Sometimes, Francey takes the fun character education lesson a little further and has the students write a poem and create a picture. She said it's not uncommon for ceramic murals to end up half written tiles and half pictures, which makes them all the more powerful.
Francey got the idea expose local children to her own passion after discovering ceramic tiles herself. Also an art professor, she had worked predominantly in drawing and painting during her professional art career.
Fairly recently, though, the Switzerland native decided to branch out and try something new by working with tiles. Her inspiration came from one of her frequent visits to Tunisia, her husband's birthplace.
"I was very inspired by the tiles that I saw everywhere in Tunisia. They have traditional houses with an inside courtyard covered with tiles and the designs really appealed to me because they're very line oriented. The way the design is conceived is you have smaller elements that if you add a few more tiles, becomes something bigger. It was really fascinating," said Francey.
Francey was also intrigued by the role fire played in the tile-making process, something she said took her a few tries to master.

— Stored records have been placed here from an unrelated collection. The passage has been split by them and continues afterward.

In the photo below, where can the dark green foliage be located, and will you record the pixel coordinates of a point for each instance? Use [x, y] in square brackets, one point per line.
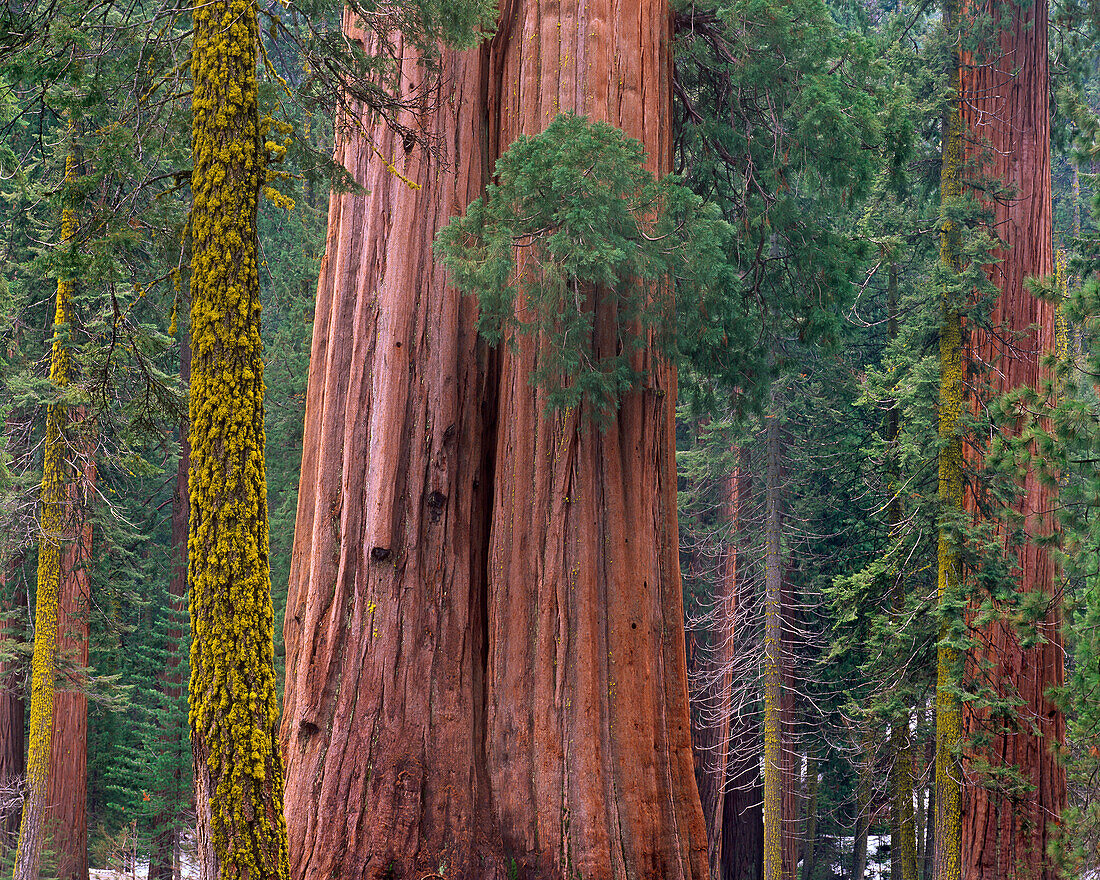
[586, 216]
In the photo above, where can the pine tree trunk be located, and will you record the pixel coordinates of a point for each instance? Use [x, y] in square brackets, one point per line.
[54, 515]
[810, 835]
[743, 822]
[948, 798]
[12, 703]
[712, 740]
[1005, 108]
[67, 790]
[772, 670]
[233, 711]
[163, 859]
[862, 815]
[589, 740]
[384, 714]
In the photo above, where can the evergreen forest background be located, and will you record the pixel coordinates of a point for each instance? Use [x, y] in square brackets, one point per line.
[806, 218]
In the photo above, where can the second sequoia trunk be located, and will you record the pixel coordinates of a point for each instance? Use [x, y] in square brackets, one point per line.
[589, 741]
[1004, 98]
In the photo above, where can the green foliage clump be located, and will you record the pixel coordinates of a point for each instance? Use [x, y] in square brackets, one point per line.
[576, 239]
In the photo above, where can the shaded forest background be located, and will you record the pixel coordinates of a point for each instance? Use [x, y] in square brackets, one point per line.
[806, 432]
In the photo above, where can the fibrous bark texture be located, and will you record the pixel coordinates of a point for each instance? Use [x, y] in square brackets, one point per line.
[12, 703]
[589, 740]
[233, 712]
[67, 790]
[485, 656]
[384, 716]
[53, 517]
[1004, 98]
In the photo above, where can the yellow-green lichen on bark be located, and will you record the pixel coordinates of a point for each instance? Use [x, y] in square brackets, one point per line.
[233, 713]
[52, 525]
[948, 833]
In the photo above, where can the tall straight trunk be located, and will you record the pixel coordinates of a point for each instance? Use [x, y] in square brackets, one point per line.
[233, 710]
[12, 703]
[54, 515]
[164, 855]
[384, 713]
[903, 829]
[948, 792]
[589, 739]
[772, 659]
[864, 783]
[713, 738]
[810, 828]
[790, 754]
[67, 790]
[1004, 99]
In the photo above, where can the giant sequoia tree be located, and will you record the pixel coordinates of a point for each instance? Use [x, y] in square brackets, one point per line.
[1004, 100]
[485, 663]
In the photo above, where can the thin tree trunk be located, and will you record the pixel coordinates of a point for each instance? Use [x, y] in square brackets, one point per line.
[1005, 108]
[772, 671]
[67, 790]
[948, 793]
[862, 813]
[233, 708]
[384, 714]
[53, 518]
[810, 834]
[589, 735]
[12, 703]
[903, 833]
[713, 738]
[164, 851]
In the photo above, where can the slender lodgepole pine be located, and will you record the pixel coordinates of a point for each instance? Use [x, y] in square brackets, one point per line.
[948, 793]
[67, 790]
[233, 712]
[53, 519]
[772, 642]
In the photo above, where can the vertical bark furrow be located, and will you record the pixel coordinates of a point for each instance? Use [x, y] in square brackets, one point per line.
[383, 717]
[1004, 98]
[616, 751]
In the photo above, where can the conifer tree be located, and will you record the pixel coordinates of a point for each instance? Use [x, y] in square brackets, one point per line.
[233, 712]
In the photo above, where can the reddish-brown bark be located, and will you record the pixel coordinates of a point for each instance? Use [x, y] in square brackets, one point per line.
[589, 739]
[1004, 100]
[12, 704]
[383, 719]
[67, 788]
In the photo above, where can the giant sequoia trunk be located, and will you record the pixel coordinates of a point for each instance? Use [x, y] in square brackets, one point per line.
[589, 740]
[1004, 100]
[383, 725]
[67, 789]
[458, 705]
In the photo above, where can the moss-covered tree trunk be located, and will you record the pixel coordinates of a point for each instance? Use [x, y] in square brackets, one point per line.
[589, 740]
[67, 790]
[53, 517]
[948, 792]
[164, 850]
[1004, 100]
[12, 703]
[384, 715]
[233, 712]
[772, 660]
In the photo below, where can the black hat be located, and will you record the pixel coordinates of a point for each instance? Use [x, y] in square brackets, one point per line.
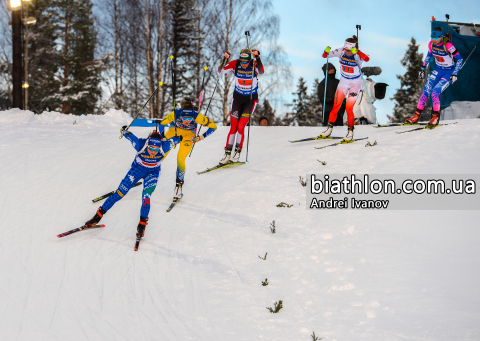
[330, 67]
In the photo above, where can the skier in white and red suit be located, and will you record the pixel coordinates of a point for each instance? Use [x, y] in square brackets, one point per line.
[350, 82]
[245, 98]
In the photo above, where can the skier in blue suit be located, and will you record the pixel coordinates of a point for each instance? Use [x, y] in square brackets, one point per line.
[146, 165]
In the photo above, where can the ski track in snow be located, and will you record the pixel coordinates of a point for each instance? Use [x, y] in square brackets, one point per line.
[352, 275]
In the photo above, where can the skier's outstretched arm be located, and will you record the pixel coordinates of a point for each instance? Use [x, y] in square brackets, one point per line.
[455, 54]
[206, 122]
[136, 142]
[335, 53]
[428, 57]
[259, 65]
[168, 144]
[230, 67]
[168, 119]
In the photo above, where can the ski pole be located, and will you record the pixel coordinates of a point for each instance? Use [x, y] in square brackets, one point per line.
[202, 90]
[465, 62]
[208, 106]
[173, 95]
[325, 94]
[247, 34]
[200, 105]
[364, 84]
[121, 130]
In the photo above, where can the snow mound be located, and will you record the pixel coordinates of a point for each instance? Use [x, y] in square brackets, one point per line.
[114, 118]
[347, 275]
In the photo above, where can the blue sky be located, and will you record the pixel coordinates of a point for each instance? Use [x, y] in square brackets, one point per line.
[308, 26]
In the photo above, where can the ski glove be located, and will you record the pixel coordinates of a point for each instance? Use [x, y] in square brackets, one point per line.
[124, 131]
[195, 139]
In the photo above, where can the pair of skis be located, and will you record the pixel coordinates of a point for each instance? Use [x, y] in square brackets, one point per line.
[328, 138]
[425, 127]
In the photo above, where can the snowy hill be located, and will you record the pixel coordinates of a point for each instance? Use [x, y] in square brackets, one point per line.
[347, 275]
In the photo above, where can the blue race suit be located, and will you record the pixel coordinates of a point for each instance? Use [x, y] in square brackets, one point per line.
[146, 167]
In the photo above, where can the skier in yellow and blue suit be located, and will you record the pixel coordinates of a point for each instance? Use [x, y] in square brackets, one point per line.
[186, 120]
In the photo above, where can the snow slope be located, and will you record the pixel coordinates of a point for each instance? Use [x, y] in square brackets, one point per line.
[347, 275]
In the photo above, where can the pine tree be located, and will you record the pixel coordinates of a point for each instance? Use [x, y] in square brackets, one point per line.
[303, 112]
[183, 46]
[80, 89]
[315, 103]
[43, 58]
[267, 111]
[407, 96]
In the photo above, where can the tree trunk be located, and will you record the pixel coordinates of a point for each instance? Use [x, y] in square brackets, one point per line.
[116, 45]
[149, 57]
[226, 85]
[65, 57]
[160, 60]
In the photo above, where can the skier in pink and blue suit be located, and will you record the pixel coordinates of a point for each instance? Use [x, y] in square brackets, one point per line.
[448, 62]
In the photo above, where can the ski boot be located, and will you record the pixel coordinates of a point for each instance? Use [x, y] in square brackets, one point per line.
[177, 194]
[349, 136]
[327, 132]
[236, 156]
[434, 121]
[414, 119]
[226, 157]
[141, 227]
[96, 218]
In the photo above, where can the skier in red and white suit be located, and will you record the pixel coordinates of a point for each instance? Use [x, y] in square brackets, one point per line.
[245, 98]
[350, 82]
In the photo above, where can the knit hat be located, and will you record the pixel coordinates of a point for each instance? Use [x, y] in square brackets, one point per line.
[245, 55]
[153, 141]
[351, 42]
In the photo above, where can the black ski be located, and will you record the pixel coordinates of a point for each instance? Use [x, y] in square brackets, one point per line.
[399, 125]
[341, 142]
[83, 228]
[137, 243]
[317, 138]
[105, 196]
[175, 201]
[426, 127]
[221, 166]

"It was very difficult at the beginning because as an artist one is used to the paint and seeing what's there and then changing it according to needs, but when you work with glazes there's no way to know. It doesn't look the same as it will be once it's fired so you need a lot of experience to know what it might look like and I had to change my way of thinking," said Francey.
She said she doesn't stick to one theme or subject when creating her own art. Instead, she bounces from one thing to the next. She went through a flowers phase because of how they could be abstract and even look like "little dancers," and most recently has experimented with insects that can look like calligraphy.